Given the urgent need to address global ecological degradation and its accelerating impacts, countries worldwide are increasingly prioritizing the acceleration of the transition to renewable energy sources. In this quest for green development, economies are motivated to enact enabling policies and supportive legislation to facilitate an expedited transition. Within this context, the present study seeks to investigate the roles of financial development and political institutions––particularly corruption control, civil society participation, and democracy––as conditional factors that support clean energy policies and climate change legislation (laws and regulations) in accelerating renewable energy transition in the top-10 polluting economies between 1996 and 2019. By applying the augmented mean group technique, the empirical findings indicate that clean energy policies and climate change laws and regulations alone are ineffective in driving the transition to renewable energy.
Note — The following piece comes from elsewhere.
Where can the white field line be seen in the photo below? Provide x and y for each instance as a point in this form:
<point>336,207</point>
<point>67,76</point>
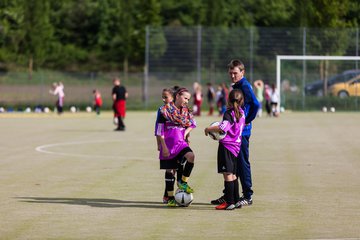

However, financial development and certain political institutions––such as corruption control, civil society participation, and democracy––have been identified as key contributors to this transition. The effectiveness of clean energy policies in accelerating the renewable energy transition depends on a well-developed financial sector to implement and enforce these policies effectively. Enacting clean energy policies, along with environmental laws and regulations, while supported by a well-developed financial sector, accelerates the transition to renewable energy. Moreover, enacting such policies and laws, coupled with strong corruption control and higher active civil society participation, creates an environment that enables the transition to renewable energy.